Overall, when looking at the 5 counties in PA with the highest percent of Trump voters in the 2016 elections compared to the 5 counties with the lowest percent of Trump voters, there seems to be some connection to adherence of stay at home orders. Workplace mobility showed the greatest connection, grocery and pharmacy mobility had some connection but it was not clear across the board, and finally transit mobility showed very little connection.

When looking at linear models, all of the models connecting Trump voters to mobility had a postive slope which supports my intial hypothesis. However, only two of these slopes are statistically significant and at a slight level. This means that although all the slopes are postive, the models cannot be considered significantly accurate in predicting the relationship.

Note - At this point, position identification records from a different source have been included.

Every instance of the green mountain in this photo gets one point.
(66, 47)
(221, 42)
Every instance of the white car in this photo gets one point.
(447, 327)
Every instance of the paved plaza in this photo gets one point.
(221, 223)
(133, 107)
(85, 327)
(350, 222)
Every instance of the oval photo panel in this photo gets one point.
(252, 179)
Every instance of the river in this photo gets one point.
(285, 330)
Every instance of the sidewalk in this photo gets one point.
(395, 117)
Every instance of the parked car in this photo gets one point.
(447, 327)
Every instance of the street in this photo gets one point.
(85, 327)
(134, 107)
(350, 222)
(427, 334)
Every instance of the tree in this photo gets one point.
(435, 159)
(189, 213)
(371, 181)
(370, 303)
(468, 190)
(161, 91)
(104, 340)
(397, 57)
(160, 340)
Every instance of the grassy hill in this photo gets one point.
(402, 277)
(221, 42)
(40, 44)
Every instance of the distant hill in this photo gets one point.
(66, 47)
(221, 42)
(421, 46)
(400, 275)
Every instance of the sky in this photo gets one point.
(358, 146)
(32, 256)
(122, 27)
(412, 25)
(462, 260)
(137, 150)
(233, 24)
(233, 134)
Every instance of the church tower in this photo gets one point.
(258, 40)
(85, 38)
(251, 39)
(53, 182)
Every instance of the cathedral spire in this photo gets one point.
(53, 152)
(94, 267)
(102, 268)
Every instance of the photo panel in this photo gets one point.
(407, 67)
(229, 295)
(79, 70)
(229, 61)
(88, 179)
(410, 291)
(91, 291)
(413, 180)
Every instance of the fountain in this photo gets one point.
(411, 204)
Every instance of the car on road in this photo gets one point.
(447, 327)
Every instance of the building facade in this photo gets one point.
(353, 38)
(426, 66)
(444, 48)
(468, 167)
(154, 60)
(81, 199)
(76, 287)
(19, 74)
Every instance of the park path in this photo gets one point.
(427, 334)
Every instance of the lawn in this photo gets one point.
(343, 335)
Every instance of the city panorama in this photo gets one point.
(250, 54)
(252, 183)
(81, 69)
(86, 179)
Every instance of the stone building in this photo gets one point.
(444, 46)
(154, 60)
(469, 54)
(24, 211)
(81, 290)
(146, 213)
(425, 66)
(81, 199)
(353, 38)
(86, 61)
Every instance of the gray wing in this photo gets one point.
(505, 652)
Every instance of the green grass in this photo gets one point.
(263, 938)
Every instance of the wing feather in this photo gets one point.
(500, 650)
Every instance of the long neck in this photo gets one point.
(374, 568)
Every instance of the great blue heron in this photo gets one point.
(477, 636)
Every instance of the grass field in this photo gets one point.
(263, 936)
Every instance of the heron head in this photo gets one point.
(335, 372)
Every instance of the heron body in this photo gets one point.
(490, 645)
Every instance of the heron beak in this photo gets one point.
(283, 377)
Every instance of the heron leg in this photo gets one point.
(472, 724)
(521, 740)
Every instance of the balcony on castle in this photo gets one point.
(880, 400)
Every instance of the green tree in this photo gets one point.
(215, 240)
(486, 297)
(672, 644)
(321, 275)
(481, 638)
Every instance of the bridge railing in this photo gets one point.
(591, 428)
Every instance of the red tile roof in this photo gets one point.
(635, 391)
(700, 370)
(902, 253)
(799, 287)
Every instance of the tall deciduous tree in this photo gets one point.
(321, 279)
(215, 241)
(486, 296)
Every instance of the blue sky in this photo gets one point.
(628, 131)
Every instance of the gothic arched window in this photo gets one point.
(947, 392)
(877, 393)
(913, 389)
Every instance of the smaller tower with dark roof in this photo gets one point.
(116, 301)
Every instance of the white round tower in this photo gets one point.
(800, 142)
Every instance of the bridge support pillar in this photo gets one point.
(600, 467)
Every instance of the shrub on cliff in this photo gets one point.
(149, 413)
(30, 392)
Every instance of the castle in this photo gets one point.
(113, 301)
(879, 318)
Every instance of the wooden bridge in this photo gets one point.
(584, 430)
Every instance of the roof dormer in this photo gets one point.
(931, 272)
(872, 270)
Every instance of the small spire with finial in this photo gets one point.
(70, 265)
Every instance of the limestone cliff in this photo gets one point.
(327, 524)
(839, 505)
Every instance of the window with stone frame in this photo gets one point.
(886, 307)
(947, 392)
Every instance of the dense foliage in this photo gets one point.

Some limitations of this study are that I only looked at Pennsylvania and I only considered one date in the mobility data. For a larger scale analysis I would look at multiple states and pull data from multiple dates on the mobility reports. I purposefully chose Pennsylvania and April 16th for reasons stated above however for a more robust study that could possibly produce clearer results, it would be interesting to look at a wider variety of these variables.

My final conclusion would be that there is some connection between Trump support in an area and the adherence to stay at home orders but the scale and significance of that connection is very unclear.